Am Fam Physician. 2004;69(9):2197-2198
Although colon cancer is the second leading cause of cancer mortality, only one half of adults at average risk have been screened. Virtual colonoscopy, which uses computed tomographic (CT) scanning to screen the whole colon for cancer-causing polyps, has been offered as a less invasive alternative to endoscopic examinations. However, earlier studies of patients at average risk revealed sensitivities as low as 48 percent for detection of polyps 1 cm or larger. Pickhardt and colleagues report on a large trial comparing same-day virtual and endoscopic colonoscopy for colon cancer screening in an average-risk patient cohort.
A total of 1,253 patients were enrolled, of whom 1,233 underwent both virtual and endoscopic colonoscopies. Six patients were excluded because of inadequate bowel preparation, six others did not have successful CT scans of the entire colon, and eight had incomplete endoscopic colon examinations. Virtual colonoscopy involved insertion of a rectal catheter and air insufflation of the colon, followed by CT scanning of the abdomen. This procedure took an average of 14.1 minutes to complete.
Two aspects of the CT protocol in this trial differed from previous studies.
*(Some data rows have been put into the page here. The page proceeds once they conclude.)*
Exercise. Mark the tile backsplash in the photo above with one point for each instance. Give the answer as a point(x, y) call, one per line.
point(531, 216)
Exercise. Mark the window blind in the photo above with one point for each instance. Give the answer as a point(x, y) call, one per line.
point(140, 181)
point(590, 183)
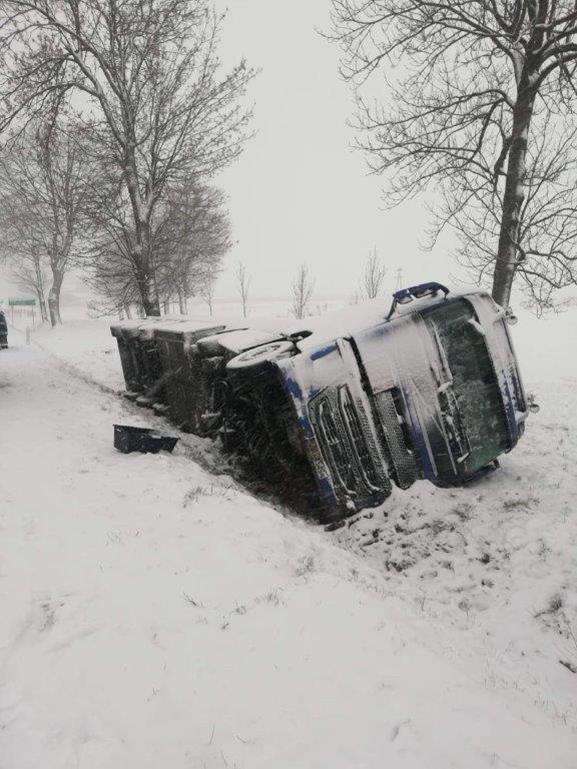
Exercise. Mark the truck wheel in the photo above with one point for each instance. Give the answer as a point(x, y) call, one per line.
point(259, 357)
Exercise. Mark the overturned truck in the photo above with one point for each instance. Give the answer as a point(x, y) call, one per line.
point(332, 413)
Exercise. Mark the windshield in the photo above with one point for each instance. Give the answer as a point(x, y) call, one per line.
point(476, 391)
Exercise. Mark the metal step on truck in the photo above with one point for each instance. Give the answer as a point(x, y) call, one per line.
point(335, 412)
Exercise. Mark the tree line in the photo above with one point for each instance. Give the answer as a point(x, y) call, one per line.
point(116, 118)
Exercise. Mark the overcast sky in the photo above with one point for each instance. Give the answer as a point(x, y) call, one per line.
point(298, 193)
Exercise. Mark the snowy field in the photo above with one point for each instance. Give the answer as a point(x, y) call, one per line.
point(156, 615)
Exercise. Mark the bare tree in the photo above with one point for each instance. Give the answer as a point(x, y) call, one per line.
point(547, 235)
point(243, 281)
point(373, 275)
point(155, 100)
point(206, 291)
point(190, 234)
point(28, 272)
point(43, 186)
point(476, 76)
point(302, 291)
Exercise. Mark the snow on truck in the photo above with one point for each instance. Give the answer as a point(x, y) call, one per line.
point(334, 413)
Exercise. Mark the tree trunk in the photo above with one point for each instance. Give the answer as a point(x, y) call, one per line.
point(146, 289)
point(182, 304)
point(54, 299)
point(506, 262)
point(42, 306)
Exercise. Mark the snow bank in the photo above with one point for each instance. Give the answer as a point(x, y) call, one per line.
point(156, 616)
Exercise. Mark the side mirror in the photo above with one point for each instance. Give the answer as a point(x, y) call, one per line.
point(533, 407)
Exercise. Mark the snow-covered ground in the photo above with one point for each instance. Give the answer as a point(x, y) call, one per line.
point(153, 615)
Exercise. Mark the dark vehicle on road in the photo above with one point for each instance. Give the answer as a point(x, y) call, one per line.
point(3, 331)
point(335, 413)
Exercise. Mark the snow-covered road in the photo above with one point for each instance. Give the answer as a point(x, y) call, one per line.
point(152, 615)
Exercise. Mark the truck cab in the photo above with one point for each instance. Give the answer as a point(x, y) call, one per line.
point(432, 390)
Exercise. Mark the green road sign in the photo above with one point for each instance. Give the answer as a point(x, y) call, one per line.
point(22, 302)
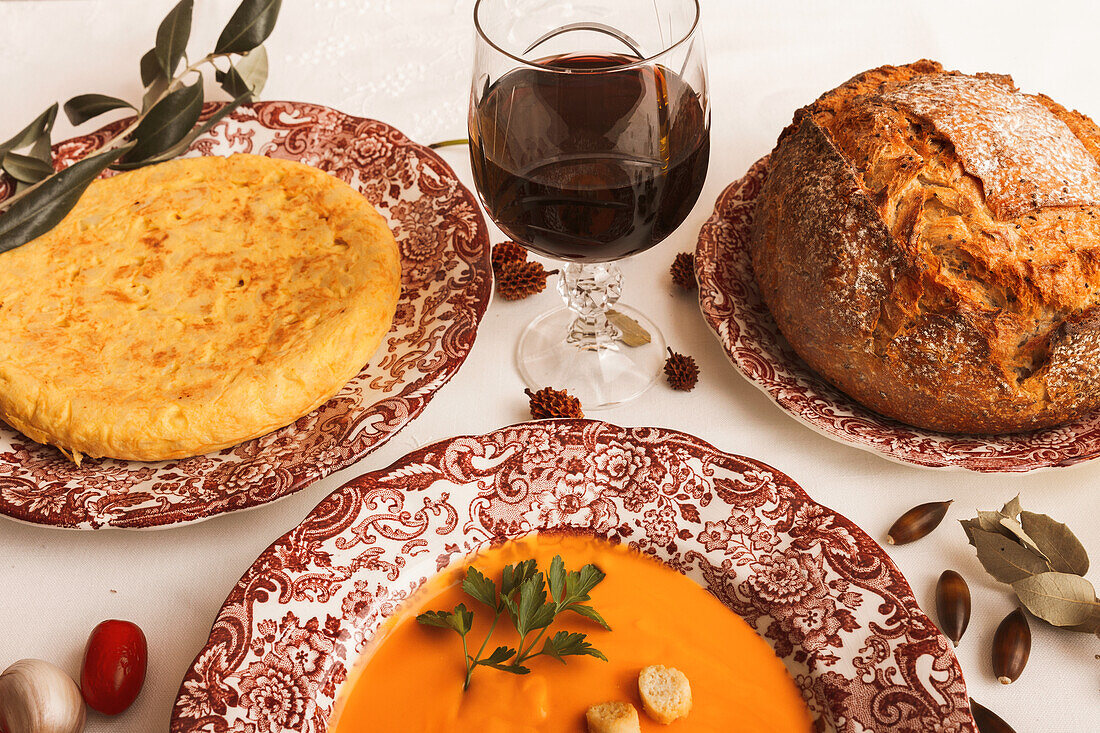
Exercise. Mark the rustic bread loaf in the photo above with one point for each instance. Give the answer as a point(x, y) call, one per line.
point(930, 242)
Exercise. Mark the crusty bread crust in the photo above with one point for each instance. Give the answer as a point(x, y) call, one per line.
point(930, 242)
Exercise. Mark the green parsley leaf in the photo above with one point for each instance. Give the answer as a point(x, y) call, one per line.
point(556, 579)
point(515, 575)
point(564, 644)
point(480, 588)
point(587, 612)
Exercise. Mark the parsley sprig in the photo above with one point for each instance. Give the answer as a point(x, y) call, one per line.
point(523, 598)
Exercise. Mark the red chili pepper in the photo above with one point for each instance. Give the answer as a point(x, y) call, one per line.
point(113, 668)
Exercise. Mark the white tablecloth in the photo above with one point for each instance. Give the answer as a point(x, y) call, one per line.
point(406, 62)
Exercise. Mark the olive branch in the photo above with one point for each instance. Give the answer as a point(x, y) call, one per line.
point(164, 127)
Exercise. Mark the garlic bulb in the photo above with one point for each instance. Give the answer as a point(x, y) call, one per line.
point(36, 697)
First, patients were given 500 mL of a barium solution to “tag” any remaining solid stool and 120 mL of an opacifying solution to tag any remaining intraluminal fluid. With the residual stool and fluid tagged, the scanning software was able to remove them from the CT images of the bowel. Second, this trial used three-dimensional CT image reconstructions as the primary screening modality, whereas previous studies had relied for the most part on standard two-dimensional CT images for polyp detection.
Experienced colonoscopists performed endoscopic colonoscopy after CT scanning was completed. Each colonic segment was first examined without knowledge of the virtual colonoscopy results and then re-examined if any polyp identified on CT scanning was missed by the initial endoscopic examination.
After virtual and endoscopic colonoscopies were completed, adenomatous polyps 6 mm or larger were detected in 13.6 percent of patients, and polyps 10 mm or larger were found in 3.9 percent. Virtual colonoscopy had a sensitivity of 88.7 percent for polyps 6 mm or larger and 93.8 percent for polyps 10 mm or larger compared with sensitivity rates of 92.3 and 87.5 percent, respectively, for endoscopic examination.
Compared with the reference standard of endoscopic colonoscopy and histopathologic examination of all resected polyps, the specificity of virtual colonoscopy was 79.6 percent for polyps 6 mm or larger and 96.0 percent for polyps 10 mm or larger. Virtual colonoscopy detected 55 polyps that were 5 mm or larger and were not seen on the initial endoscopic examination out of a total of 1,310 detected polyps (4.2 percent). Two malignant polyps were found overall. Both were seen on virtual colonoscopy, and one was missed on the initial endoscopic examination.
Virtual colonoscopy without sedation was rated by 54.3 percent of patients as the more uncomfortable examination, while the sedated endoscopic examination was rated as more uncomfortable by 38.1 percent; 7.6 percent of patients were undecided.
The authors conclude that the sensitivity and specificity of three-dimensional virtual colonoscopy for polyp detection are comparable to that of endoscopic colonoscopy.
editor’s note: This is the first large trial of virtual colonoscopy in an average-risk population demonstrating a diagnostic accuracy equivalent to that of endoscopic colonoscopy and providing an additional safety margin by detecting some polyps that were missed on endoscopic examination. If this accuracy can be confirmed in similar studies and cost-effectiveness can be demonstrated, the door may be opened for more widespread use of virtual colonoscopy. Of course, polyps cannot be removed during CT scanning. Using a size cutoff for polyp removal of 10 mm or larger, the authors of this trial calculated that one in 13 patients would have required an endoscopic examination subsequent to the virtual colonoscopy. Even with a conservative polyp size cutoff of 6 mm or larger, more than two thirds of patients would have avoided the need for endoscopic colonoscopy. If screening centers could duplicate the efficiency of the protocol used by these authors, so that all patients with polyps detected on virtual colonoscopy could have them removed endoscopically on the same day, taking advantage of the same bowel preparation, virtual colonoscopy might have an even greater appeal as an initial step in colon cancer screening.—B.Z.